Then Thurman tells us that the work of Christmas is the work of peace. To rebuild the nations, he says. Now, that doesn’t mean send in the Marines to engage in forced nation building. Surely we know by now that that usually doesn’t bring peace but only chaos and more violence. It means that those of us in nations with means must help the people of broken nations find their own way to peace, security, and wellbeing. That is the work of Christmas. So is helping to bring peace to people in their personal lives. For us pastors and I think for all church people that means be there to listen, support, and encourage. Perhaps for churches it means being places of mediation and reconciliation. That too is the work of Christmas.

Finally Thurman says that the work of Christmas is “to make music in the heart.” To me that means to live life in the Spirit more than life in the world. To tend to our spiritual lives more than to our physical ones. To be people of faith, people who trust God and Jesus Christ to save, heal, and lead us to the spiritually abundant life that Christ was born to bring us. If we can do that, then our hearts will sing indeed. Our hearts will sing the songs of peace and good will for all people. Then our hearts will sing songs of hope and joy in the presence of God. That surely is the work of Christmas too.

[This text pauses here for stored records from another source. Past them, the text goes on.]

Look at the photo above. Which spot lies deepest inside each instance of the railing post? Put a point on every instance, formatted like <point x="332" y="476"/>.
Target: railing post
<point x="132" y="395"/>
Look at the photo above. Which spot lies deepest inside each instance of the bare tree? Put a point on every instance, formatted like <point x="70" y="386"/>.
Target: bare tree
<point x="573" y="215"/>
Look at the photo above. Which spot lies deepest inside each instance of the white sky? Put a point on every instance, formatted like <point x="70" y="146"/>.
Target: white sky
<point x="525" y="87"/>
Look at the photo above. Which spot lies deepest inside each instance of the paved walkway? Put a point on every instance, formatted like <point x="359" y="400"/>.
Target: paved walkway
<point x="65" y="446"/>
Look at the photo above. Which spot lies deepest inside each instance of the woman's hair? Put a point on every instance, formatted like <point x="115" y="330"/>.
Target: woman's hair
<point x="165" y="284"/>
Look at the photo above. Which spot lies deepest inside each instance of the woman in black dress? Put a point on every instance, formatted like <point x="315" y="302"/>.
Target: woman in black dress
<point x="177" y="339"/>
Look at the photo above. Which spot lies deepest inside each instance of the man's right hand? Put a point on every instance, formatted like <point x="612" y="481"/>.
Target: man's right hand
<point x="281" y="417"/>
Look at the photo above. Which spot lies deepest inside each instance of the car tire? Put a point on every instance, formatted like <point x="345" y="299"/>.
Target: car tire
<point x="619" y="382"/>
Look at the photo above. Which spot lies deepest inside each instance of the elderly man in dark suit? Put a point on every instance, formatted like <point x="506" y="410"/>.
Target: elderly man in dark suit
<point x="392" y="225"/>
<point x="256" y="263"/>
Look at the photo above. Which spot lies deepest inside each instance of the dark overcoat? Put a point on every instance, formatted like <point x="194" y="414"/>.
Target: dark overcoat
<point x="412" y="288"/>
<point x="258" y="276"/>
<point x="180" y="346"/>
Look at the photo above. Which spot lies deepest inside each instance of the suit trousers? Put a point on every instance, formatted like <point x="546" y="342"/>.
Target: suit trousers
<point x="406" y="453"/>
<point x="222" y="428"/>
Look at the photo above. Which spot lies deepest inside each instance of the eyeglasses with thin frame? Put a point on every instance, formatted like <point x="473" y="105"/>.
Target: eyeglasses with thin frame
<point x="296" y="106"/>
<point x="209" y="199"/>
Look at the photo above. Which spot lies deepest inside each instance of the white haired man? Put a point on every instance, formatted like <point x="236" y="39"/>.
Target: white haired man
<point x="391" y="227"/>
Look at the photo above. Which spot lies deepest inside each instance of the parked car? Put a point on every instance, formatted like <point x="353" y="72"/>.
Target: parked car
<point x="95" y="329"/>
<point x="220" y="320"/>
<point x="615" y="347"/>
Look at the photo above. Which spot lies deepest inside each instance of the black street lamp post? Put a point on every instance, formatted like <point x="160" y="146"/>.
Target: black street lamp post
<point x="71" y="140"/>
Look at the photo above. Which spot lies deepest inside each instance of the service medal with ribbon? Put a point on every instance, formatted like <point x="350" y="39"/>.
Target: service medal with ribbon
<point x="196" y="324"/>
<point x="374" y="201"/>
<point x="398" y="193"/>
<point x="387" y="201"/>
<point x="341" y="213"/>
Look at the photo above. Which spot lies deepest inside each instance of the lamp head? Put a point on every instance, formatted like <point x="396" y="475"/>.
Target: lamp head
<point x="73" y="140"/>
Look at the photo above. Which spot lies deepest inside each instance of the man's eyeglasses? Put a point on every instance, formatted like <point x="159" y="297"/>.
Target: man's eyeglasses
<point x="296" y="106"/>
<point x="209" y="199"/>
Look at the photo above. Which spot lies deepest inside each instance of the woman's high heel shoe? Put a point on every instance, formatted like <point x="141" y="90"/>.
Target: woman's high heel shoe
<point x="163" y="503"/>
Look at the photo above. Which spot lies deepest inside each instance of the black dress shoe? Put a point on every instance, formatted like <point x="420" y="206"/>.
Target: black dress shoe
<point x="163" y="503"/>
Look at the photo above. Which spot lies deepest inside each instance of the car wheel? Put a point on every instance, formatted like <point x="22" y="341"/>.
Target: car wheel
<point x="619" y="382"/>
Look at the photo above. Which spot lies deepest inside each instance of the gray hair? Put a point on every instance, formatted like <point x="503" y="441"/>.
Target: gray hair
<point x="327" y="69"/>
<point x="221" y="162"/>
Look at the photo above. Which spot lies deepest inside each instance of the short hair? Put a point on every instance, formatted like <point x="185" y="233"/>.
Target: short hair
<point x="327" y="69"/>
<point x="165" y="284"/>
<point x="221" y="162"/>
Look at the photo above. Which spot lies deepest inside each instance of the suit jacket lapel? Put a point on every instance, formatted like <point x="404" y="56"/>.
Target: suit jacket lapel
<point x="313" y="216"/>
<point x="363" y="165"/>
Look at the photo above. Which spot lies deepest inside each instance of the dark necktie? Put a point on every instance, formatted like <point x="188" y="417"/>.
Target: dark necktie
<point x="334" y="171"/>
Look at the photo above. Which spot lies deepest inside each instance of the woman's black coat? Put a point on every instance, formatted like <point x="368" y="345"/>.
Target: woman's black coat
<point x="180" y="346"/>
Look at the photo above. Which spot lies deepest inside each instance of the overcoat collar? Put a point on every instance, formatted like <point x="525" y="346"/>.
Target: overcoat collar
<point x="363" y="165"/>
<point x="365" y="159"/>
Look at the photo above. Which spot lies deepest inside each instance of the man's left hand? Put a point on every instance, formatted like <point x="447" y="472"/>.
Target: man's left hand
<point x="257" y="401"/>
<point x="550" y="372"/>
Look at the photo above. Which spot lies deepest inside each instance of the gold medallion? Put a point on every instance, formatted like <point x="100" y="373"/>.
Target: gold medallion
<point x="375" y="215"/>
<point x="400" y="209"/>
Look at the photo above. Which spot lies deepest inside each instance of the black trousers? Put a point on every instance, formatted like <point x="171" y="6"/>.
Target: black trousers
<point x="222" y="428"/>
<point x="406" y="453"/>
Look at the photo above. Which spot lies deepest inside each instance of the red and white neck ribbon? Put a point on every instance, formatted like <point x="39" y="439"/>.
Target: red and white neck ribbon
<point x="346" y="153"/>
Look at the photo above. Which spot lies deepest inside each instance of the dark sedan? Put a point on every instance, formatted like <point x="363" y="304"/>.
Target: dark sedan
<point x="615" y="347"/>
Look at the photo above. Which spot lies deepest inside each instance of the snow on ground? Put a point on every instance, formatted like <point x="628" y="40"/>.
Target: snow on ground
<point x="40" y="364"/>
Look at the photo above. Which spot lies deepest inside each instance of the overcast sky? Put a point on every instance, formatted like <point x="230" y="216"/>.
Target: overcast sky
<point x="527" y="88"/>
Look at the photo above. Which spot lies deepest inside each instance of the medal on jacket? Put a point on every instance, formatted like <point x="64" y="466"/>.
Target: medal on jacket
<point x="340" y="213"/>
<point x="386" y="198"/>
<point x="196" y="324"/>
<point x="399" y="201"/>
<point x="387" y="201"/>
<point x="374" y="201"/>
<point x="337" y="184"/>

Christ is born. The great gift that we anticipated has come. Now the work of Christmas begins. It is work that never ends. It is the work of a lifetime not of a moment, but here’s the good news. Jesus Christ is with us when we do that work. He is there leading us, encouraging us, prodding us. He’s there to lift our spirits when they sag. He’s there to give us a push when get lazy. He’s there to lift us up when we fall. He’s there to bless our efforts and forgive our failings. Christ is born. Thanks be to God. Now the work begins. Shall we get on with it together? May it be so. Amen.